Quick revision table
| Topic | Key points for exams |
|---|---|
| Definition | Major plasma protein maintaining oncotic pressure and transporting ligands; non‑glycosylated globular protein |
| Structure | ~66.5–70 kDa; single chain (~585 aa), 3 domains (I–III), subdomains A/B; pI ~4.7 |
| Types | Serum albumin (HSA/BSA/recombinant), ovalbumin (egg), lactalbumin (milk whey), AFP, vitamin D–binding protein, plant 2S albumins |
| Functions | Oncotic pressure, transport (fatty acids, bilirubin, hormones, drugs), antioxidant, buffering, amino acid reservoir |
| Normal range | Serum ~3.5–5.5 g/dL (lab-dependent); half‑life ~20 days |
| Tests | Serum albumin (CMP/LFT), urine microalbumin/UACR, A/G ratio, protein electrophoresis |
| Low albumin | Liver disease, nephrotic loss/CKD, malnutrition/malabsorption, inflammation, burns/trauma |
| High albumin | Dehydration (most common) |
| Therapy | IV albumin in select scenarios: cirrhosis complications, burns/trauma, sepsis (protocol-based) |
Note: Ranges and structural points are aligned to standard references and clinical sources commonly used in exams.

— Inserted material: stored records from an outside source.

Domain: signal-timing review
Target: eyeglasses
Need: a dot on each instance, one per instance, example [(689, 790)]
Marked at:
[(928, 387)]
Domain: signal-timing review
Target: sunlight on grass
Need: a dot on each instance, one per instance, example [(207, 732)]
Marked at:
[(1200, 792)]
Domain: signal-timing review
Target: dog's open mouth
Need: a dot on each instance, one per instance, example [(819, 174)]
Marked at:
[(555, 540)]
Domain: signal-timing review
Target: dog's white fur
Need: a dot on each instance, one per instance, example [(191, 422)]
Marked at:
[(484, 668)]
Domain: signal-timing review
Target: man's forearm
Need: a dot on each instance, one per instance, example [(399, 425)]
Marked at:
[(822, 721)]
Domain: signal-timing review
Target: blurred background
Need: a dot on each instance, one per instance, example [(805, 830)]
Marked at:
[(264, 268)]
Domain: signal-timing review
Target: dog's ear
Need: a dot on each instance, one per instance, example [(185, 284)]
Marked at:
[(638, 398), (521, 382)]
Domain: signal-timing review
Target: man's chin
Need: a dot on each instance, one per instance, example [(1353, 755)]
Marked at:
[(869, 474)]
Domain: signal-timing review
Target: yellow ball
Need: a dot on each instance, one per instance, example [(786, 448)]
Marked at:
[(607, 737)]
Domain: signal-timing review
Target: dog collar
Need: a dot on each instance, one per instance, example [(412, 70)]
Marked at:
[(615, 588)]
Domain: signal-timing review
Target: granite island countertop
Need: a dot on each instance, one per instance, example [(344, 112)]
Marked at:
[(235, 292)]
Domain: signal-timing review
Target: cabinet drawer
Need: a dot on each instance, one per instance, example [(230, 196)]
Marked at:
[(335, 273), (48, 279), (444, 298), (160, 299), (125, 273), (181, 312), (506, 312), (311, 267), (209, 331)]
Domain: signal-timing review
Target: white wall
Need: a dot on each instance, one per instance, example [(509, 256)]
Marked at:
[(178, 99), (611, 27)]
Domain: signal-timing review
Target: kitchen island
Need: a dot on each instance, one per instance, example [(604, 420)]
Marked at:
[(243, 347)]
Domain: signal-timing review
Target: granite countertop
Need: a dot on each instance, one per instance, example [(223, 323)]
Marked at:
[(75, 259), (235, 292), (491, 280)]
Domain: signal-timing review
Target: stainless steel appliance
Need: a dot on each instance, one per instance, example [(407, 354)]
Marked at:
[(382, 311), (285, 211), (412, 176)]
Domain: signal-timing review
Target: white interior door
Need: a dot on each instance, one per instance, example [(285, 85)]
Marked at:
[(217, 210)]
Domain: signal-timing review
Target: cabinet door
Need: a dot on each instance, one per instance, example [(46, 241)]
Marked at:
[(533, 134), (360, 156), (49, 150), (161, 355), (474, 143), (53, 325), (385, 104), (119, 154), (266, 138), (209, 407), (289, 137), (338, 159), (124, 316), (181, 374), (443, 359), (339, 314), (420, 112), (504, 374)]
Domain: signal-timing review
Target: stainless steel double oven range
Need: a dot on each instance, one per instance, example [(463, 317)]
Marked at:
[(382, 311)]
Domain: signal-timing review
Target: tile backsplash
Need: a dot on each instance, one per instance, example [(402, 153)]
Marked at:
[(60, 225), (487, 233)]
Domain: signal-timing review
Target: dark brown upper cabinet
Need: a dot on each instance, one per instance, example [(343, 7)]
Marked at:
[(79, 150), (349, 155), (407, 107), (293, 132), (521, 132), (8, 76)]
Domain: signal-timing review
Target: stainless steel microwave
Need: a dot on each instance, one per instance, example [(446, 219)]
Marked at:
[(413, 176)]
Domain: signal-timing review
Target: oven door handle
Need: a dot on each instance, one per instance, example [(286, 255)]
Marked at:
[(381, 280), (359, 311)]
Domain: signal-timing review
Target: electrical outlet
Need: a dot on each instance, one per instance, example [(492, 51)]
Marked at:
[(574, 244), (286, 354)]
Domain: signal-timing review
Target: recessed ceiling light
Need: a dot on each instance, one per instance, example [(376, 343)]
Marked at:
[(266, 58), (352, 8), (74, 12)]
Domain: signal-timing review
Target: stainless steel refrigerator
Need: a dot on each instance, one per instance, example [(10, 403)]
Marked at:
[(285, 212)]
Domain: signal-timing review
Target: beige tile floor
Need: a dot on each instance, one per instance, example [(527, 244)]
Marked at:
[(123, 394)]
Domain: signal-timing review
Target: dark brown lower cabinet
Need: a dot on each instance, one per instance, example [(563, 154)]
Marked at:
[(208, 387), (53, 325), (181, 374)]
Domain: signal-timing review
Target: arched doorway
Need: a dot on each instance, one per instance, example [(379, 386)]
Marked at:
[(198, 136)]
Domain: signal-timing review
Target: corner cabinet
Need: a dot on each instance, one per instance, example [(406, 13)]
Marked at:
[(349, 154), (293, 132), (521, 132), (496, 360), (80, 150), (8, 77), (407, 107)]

Real-life connections and analogies
- Oncotic pressure: Albumin is the body’s “sponge,” holding water inside vessels—like a dam that prevents water from leaking into fields (tissues).
- Transport: A “fleet of taxis,” ferrying hormones, fatty acids, bilirubin, and medicines to destinations.
- Antioxidant: A “rust guard,” binding reactive molecules before they damage tissues.
- Buffer: A “shock absorber” for pH changes—small adjustments, big stability.
Exam trends and likely question formats
- MCQs
- Site of albumin synthesis (liver); % of plasma protein; function in oncotic pressure; normal range; pI value; causes of hypo-/hyperalbuminemia; which test detects early diabetic nephropathy (urine microalbumin).
- Match the following
- Protein ↔ source (ovalbumin—egg; lactalbumin—milk); Test ↔ purpose (A/G ratio—chronic infection/autoimmune/liver/kidney evaluation).
- One-liners
- “Main function of serum albumin,” “Half‑life,” “Non‑glycosylated plasma protein,” “pI of albumin.”
Tip: Many PYQs revolve around “function + test + range.” Practice with timer to cement recall.
FAQs
What are albumins?
Albumins are water‑soluble globular proteins; serum albumin is the principal plasma protein that maintains oncotic pressure and transports various ligands.
What is serum albumin?
The main protein of human plasma (~50–60% of plasma proteins), synthesized in the liver; it regulates oncotic pressure and transports fatty acids, bilirubin, hormones, and drugs.
What causes low albumin levels?
Common causes: chronic liver disease (low synthesis), nephrotic syndrome/CKD (urinary loss), malnutrition/malabsorption, inflammation, burns/trauma; clinically leads to edema/ascites.
What is the albumin test?
A blood test (part of CMP/LFT) measuring serum albumin (~3.5–5.5 g/dL). Low suggests liver/kidney disease or malnutrition; high usually dehydration. Urine microalbumin screens early kidney damage.
How can I naturally support healthy albumin levels?
Ensure adequate protein intake (eggs, dairy, legumes, lean meats/soy), manage chronic liver/kidney conditions with medical guidance, and address inflammation/infection promptly. The liver uses dietary amino acids to synthesize albumin. No citation required.